How many years did it take? It depends which count of misconduct you're referring to. On Tuesday, Reuters reported that GlaxoSmithKline’s misconduct, as it pertained to Avandia, began in the late ‘90s and continued through 2007. The same article later stated that “[p]art of civil fines address allegations that, from 1994 to 2003, GSK underpaid money owed to Medicaid.” Bloomberg reported the same day that federal prosecutors began investigating GSK in 2004 for promoting drugs for off-label uses and influencing doctors to prescribe its medications.

For instance, Forbes reported that the company hired “a long list of experts,” including Dr. Drew Pinsky of VH1’s Celebrity Rehab, to push Wellbutrin for unapproved uses like weight loss and treatment for sexual dysfunction. Pinsky was paid $275,000 in two months for promoting the drug. Likewise, Reuters reported that other doctors were paid in meals and spa treatments. The Los Angeles Times said that while doctors are allowed to prescribe pills for off-label uses, pharmaceutical companies aren’t allowed to market them for those off-label uses.

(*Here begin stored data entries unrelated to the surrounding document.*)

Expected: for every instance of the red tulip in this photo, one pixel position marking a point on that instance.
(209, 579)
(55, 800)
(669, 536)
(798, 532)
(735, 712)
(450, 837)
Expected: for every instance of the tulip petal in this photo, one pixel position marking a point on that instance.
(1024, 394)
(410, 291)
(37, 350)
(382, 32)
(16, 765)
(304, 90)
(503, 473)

The company also allegedly marketed Paxil to minors despite being approved for adults over age 18, according to Reuters.

Similarly, GSK promoted Zofran for morning sickness and pregnant women despite the fact the FDA only approved the drug to treat post-operative nausea.

According to Bloomberg, GSK set aside $3.5 billion last year to pay for the settlement. The Department of Justice’s website says the company's $3 billion settlement is the largest in history and the most ever paid by a drug company. The Huffington Post says the settlement amounts to a slap on the wrist. What do you think?